Session 1632: New and Unsolved Problems of Medieval Lyrics and Epics

Thursday 4 July 2013, 11.15-12.45

Moderator/Chair:Sieglinde Hartmann, Oswald von Wolkenstein-Gesellschaft, Frankfurt am Main
Paper 1632-aWhy Did the Anglo-Saxons Like Sigemund?
(Language: English)
Catalin Taranu, Institute for Medieval Studies, University of Leeds
Index terms: Historiography - Modern Scholarship, Language and Literature - Comparative, Language and Literature - Old English, Language and Literature - Scandinavian
Paper 1632-b'In Kürenberges wîse': The Transmission of Minnesang
(Language: English)
Edward R. Haymes, Department of Modern Languages, Cleveland State University, Ohio
Index terms: Language and Literature - German, Literacy and Orality, Music
Paper 1632-cThe Troubadours and the Feminine Archetype
(Language: English)
John Douglas Gray, Independent Scholar, Boulder, Colorado
Index terms: Language and Literature - Other, Music, Women's Studies
Abstract

Paper -a:
Siegfried, the epitome of Germanic prowess, is strangely missing precisely in the first attestations of the narratives that would later make up the Middle High German Nibelungenlied and the Old Norse Volsungasaga, where he is the protagonist.
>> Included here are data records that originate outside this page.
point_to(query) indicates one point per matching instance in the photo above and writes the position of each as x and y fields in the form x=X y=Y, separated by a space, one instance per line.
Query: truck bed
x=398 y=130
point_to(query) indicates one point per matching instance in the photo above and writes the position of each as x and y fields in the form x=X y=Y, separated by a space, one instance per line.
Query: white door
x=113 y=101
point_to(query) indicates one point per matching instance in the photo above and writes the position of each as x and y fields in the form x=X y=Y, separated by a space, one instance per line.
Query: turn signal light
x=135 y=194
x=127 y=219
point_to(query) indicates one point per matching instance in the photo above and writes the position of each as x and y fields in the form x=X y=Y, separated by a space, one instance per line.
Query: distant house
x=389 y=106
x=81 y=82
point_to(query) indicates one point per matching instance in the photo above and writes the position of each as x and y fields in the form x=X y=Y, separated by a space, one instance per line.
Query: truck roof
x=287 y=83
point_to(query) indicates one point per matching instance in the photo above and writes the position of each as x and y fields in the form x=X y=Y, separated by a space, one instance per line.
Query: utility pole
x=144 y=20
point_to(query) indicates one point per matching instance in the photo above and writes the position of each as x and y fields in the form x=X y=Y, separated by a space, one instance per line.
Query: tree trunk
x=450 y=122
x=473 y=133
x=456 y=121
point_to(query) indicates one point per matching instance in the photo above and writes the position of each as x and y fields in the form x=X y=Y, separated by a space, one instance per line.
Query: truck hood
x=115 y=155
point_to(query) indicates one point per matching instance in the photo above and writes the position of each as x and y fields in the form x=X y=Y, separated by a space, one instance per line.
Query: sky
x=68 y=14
In his place we find Sigemund, his less-renowned father, seamlessly playing his role in these early narratives. This paper examines how this came to be, and in the process, reviews the Protean embodiments of the Siegfried legends and brings previous scholarship under scrutiny, including a critical assessment of the very notion of 'Germanic heroic poetry'.

Paper -b:
Almost two centuries separate the life of the Austrian (we think) singer known simply as Der von Kürenberc and the first written sample of his verse. We know almost nothing about the singer or the transmission of his songs beyond the inclusion in the famous Swiss collection of Minnesang known popularly as the Mannesische Handschrift. The manuscript also includes a 'portrait' of the singer that doesn't tell use any more. In my paper I would like to propose a somewhat novel approach to the transmission of his songs. This includes the singer's adoption of an epic stanza for most of his poems and the use of melodies in the transmission of lyric stanzas.

Paper -c:
Building on the research of two previous papers presented at the Leeds IMC (2009 and 2011), The Troubadours and the Feminine Archetype is a continuing investigation into the societal, archetypal, and psychological underpinnings of the late medieval tradition of courtly love or fin'amor. The tradition was a rite of social refinement endured by a male as he would pay lengthy homage to his lady - thereby indefinitely deferring romantic pleasure. For this paper, I suggest that the Provencal region provided particularly fertile soil for the unfettered poetic development of the ideals of fin'amor as the region: 1) was susceptible to numerous influences (including heretical influences) due in part to its geographical context; 2) enjoyed relative autonomy from the control of both Church and State; 3) manifested a more 'horizontal' social structure than the hierarchical 'vertical' social structures of the north; and 4) consequently held women in higher esteem than was the case in the north.